Other features of a preferred provider organization generally include utilization review, where representatives of the insurer or administrator review the records of treatments provided to verify that they are appropriate for the condition being treated rather than largely or solely being performed to increase the amount of reimbursement due. Another near-universal feature is a pre-certification requirement, in which scheduled (non-emergency) hospital admissions and, in some instances outpatient surgery as well, must have prior approval of the insurer and often undergo "utilization review" in advance.

[edit] California PPO basics

In a PPO you get most of your health care from a network of providers, just as you do in an HMO. But you can choose to go outside of the network and pay more. Some Medicare Advantage plans are PPOs, for people with Medicare. There are also Medicare Advantage HMOs.

Primary care doctor: You can have a primary care doctor in a PPO, and it is often advisable to have one, but you do not have to. You can go to a specialist and get other services without seeing a primary care doctor first.

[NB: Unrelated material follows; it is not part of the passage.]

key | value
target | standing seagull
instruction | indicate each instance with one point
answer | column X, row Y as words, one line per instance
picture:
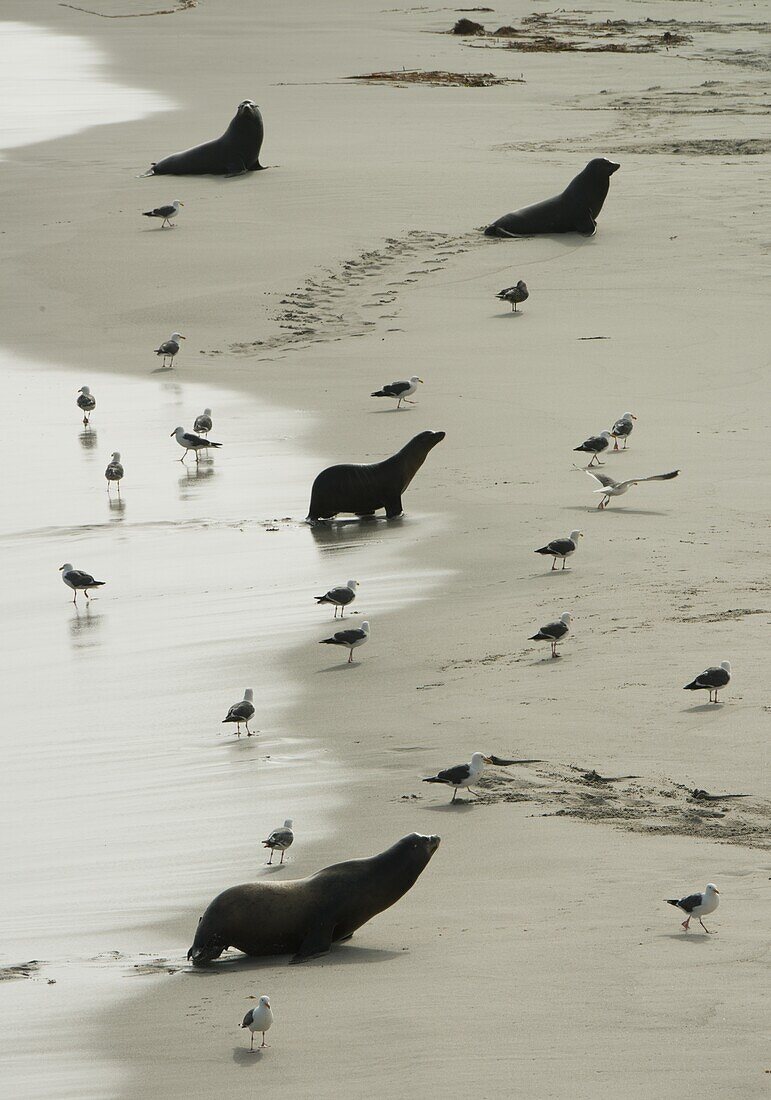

Networks and medical groups: Like HMOs, PPOs have a network of doctors and other providers. However, you can choose to see providers who are not in the network. You usually pay a higher PPO cost to see these providers.[2]

[edit] Quality of Care

California's Office of the Patient Advocate (OPA) (along with California's Department of Insurance) is releasing a PPO Report Card Fall of 2009. OPA currenlty produces a Health Care Quality Report Card for the top 9 HMOs in California and for over 200 medical groups.

This is part of OPA's effort to create a portal (one-stop shop) for health care quality and transparency for use by Californian's to make informed decisions when choosing and using their health care.

[edit] EPO

An exclusive provider organization (EPO) is a type of managed care plan that combines features of HMOs and PPOs. It is referred to as exclusive because the employers agree not to contract with any other plan.